Poseł skarży się, że o sprawie nie poinformowano go znacznie wcześniej.
Zapewne o konieczności odwołania rozprawy wiedziano w Sądzie wcześniej, zatem można to było uczynić zgodnie z dobrym obyczajem, informując pisemnie zainteresowanych. Może warto byłoby, aby pracownicy Sądu pamiętali, że strony procesów mają wiele zajęć i w wielu wypadkach muszą planować swój kalendarz na wiele dni naprzód. Nie wszyscy bowiem wykonują spokojną ośmiogodzinną pracę za biurkiem - piekli się parlamentarzysta.
Józef Brynkus skarży się, że przygotowanie zawiadomienia nie zajęłoby więcej jak 10 minut, a dostarczenie go do biura odległego od siedziby Sądu o 100 metrów zajęłoby kolejne 5 minut.
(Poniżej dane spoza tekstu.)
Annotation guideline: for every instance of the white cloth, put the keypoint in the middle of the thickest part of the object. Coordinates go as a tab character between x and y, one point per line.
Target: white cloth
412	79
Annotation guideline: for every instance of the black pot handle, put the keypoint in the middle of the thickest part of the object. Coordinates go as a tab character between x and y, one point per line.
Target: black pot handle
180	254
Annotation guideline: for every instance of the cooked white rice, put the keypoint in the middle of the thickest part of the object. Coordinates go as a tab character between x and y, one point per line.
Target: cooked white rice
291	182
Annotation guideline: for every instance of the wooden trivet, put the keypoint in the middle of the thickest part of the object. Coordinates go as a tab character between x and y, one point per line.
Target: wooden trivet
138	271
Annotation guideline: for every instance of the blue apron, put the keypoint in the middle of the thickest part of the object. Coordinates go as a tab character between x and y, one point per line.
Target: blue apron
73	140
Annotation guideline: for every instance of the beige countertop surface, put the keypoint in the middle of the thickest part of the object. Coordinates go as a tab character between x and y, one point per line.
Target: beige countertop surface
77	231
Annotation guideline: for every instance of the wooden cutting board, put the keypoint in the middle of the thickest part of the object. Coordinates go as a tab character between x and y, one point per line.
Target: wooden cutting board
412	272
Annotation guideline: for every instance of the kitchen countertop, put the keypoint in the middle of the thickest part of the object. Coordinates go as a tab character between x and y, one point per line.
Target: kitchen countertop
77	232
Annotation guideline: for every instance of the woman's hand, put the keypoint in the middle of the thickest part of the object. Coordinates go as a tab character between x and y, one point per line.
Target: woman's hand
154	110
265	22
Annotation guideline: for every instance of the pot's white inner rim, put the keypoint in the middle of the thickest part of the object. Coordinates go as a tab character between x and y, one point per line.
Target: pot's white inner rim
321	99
Jednak znacznie łatwiej jest lud potraktować nonszalancko... a dla zachowania pozorów, przez telefon. Jeżeli tak ma wyglądać reforma wymiaru sprawiedliwości, to szkoda słów, i szkoda ludzi, którzy oddadzą swoje sprawy w ręce Wysokich Sądów - ocenia Józef Brynkus.